A iniciativa partiu da Eslováquia, à qual se juntaram 11 Estados-membros: Alemanha, Áustria, Bulgária, Chipre, Eslovénia, Espanha, Grécia, Irlanda, Luxemburgo, Portugal e Roménia.

Numa altura de crise da biodiversidade, os ministros rejeitavam “de forma inequívoca a tendência da resolução para enfraquecer a protecção legal do lobo”, fazendo referência ao “papel indispensável” que os grandes predadores desempenham em matéria de regulação dos ecossistemas.

O novo Governo, com a ministra do Ambiente e da Energia Maria da Graça Carvalho, manteve a posição em defesa da manutenção do estatuto do lobo até há poucas semanas. Contudo, no início desta semana, o Governo decidiu alinhar com os países que defendem a mudança.

Fontes diplomáticas da União Europeia afirmaram ao Euractiv que apenas a Espanha e a Irlanda votaram contra a proposta. Portugal, que há poucas semanas tinha defendido a manutenção do estatuto de conservação do lobo, acabou por mudar de ideias, em resposta a um “pedido de solidariedade dos outros Estados-membros que têm tido problemas”, como descreveu ao Azul a ministra do Ambiente e Energia, Graça Carvalho.

Do lado errado da História?

A ministra, contudo, garante que as medidas aprovadas não serão aplicadas no território nacional, ou seja, tendo em conta a legislação específica nacional de protecção do lobo-ibérico, em Portugal não haverá qualquer redução do estatuto desta espécie.

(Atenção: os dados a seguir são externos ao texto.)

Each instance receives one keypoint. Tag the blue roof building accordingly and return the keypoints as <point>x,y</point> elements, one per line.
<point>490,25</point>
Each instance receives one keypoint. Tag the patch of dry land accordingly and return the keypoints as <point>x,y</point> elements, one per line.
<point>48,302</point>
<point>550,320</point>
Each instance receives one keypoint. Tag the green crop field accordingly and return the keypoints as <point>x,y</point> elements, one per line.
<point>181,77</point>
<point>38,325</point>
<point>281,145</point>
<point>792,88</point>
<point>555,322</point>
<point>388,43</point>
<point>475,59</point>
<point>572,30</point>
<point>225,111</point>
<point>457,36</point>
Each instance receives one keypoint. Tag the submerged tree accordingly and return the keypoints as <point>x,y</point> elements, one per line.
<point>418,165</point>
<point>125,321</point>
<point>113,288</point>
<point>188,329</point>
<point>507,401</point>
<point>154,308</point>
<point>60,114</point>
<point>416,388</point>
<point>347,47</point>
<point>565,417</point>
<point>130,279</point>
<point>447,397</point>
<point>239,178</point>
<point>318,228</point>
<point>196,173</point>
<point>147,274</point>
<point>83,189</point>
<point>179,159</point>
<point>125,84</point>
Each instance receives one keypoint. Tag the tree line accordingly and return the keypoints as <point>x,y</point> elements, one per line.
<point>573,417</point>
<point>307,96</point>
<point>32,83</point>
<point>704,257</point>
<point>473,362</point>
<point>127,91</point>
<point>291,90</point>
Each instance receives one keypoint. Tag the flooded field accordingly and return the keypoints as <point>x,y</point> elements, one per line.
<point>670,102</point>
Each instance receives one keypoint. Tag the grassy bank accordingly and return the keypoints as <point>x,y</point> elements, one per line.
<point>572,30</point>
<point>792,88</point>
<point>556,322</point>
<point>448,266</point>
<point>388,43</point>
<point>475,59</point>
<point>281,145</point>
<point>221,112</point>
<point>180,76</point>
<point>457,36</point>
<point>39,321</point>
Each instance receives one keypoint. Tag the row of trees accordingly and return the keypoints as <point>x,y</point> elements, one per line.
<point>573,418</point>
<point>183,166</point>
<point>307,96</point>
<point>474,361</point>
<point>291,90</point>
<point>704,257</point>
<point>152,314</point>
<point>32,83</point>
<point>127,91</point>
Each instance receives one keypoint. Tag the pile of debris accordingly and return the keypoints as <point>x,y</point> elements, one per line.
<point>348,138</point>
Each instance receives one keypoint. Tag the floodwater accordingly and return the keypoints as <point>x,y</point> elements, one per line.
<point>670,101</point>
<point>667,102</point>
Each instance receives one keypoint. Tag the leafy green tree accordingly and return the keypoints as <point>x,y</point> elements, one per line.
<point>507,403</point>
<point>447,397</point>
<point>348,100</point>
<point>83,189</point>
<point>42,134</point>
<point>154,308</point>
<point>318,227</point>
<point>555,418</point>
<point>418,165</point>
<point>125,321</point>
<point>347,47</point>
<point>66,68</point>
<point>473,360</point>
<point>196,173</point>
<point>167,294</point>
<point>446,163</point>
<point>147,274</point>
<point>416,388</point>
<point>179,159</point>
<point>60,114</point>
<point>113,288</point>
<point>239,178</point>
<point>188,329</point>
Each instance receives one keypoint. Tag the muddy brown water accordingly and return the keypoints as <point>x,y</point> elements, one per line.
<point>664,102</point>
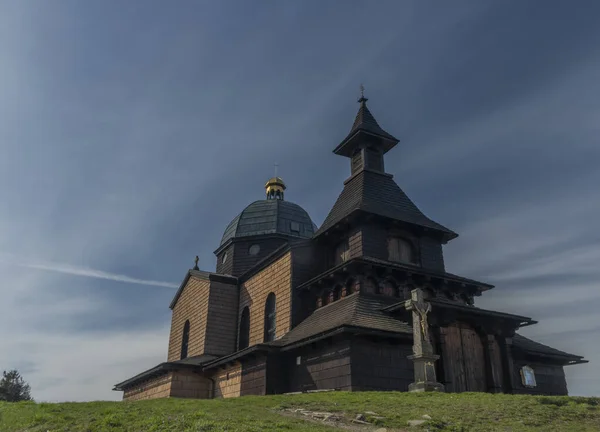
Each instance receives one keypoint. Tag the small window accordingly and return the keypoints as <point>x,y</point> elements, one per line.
<point>270,318</point>
<point>244,336</point>
<point>342,252</point>
<point>401,250</point>
<point>185,339</point>
<point>528,376</point>
<point>388,289</point>
<point>295,227</point>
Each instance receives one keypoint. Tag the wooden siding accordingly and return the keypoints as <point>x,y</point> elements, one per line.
<point>374,241</point>
<point>228,381</point>
<point>381,365</point>
<point>192,305</point>
<point>227,267</point>
<point>275,278</point>
<point>187,384</point>
<point>432,256</point>
<point>254,381</point>
<point>222,319</point>
<point>156,388</point>
<point>323,365</point>
<point>307,262</point>
<point>463,359</point>
<point>243,261</point>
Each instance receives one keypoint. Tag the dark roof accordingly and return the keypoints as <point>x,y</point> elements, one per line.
<point>365,122</point>
<point>162,368</point>
<point>429,272</point>
<point>530,346</point>
<point>270,217</point>
<point>217,277</point>
<point>356,310</point>
<point>378,194</point>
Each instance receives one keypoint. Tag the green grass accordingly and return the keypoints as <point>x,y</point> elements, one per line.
<point>449,412</point>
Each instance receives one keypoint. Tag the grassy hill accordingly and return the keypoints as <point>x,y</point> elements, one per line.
<point>380,412</point>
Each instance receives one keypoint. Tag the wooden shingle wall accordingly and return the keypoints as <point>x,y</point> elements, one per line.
<point>275,278</point>
<point>192,305</point>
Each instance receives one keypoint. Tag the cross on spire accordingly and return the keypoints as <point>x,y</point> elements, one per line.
<point>362,99</point>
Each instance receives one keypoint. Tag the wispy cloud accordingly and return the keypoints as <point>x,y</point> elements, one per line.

“Este desfecho é particularmente grave, pois não apenas coloca a ministra em contradição, mas compromete, acima de tudo, a coerência e a credibilidade do país no palco europeu”, afirma Bianca Mattos, da Associação Natureza Portugal (ANP/WWF). “A mudança de posição de Portugal enfraquece a confiança numa expectável e desejável postura de defesa da biodiversidade e de confiança na ciência como base das decisões políticas tomadas pelo Ministério do Ambiente e Energia”, conclui a responsável da ANP pela área de políticas públicas.

Nos últimos dias, mais de 300 organizações da sociedade civil de toda a Europa têm feito uma campanha para incentivar cidadãos a insistir junto dos seus governos para que o estatuto de protecção do lobo não seja mitigado. Em Portugal, o Ministério do Ambiente poderá ter recebido algumas dezenas de e-mails a começar com as palavras: "Escrevo para pedir que fique do lado certo da História – e que esta quarta-feira vote contra a proposta de desprotecção do lobo."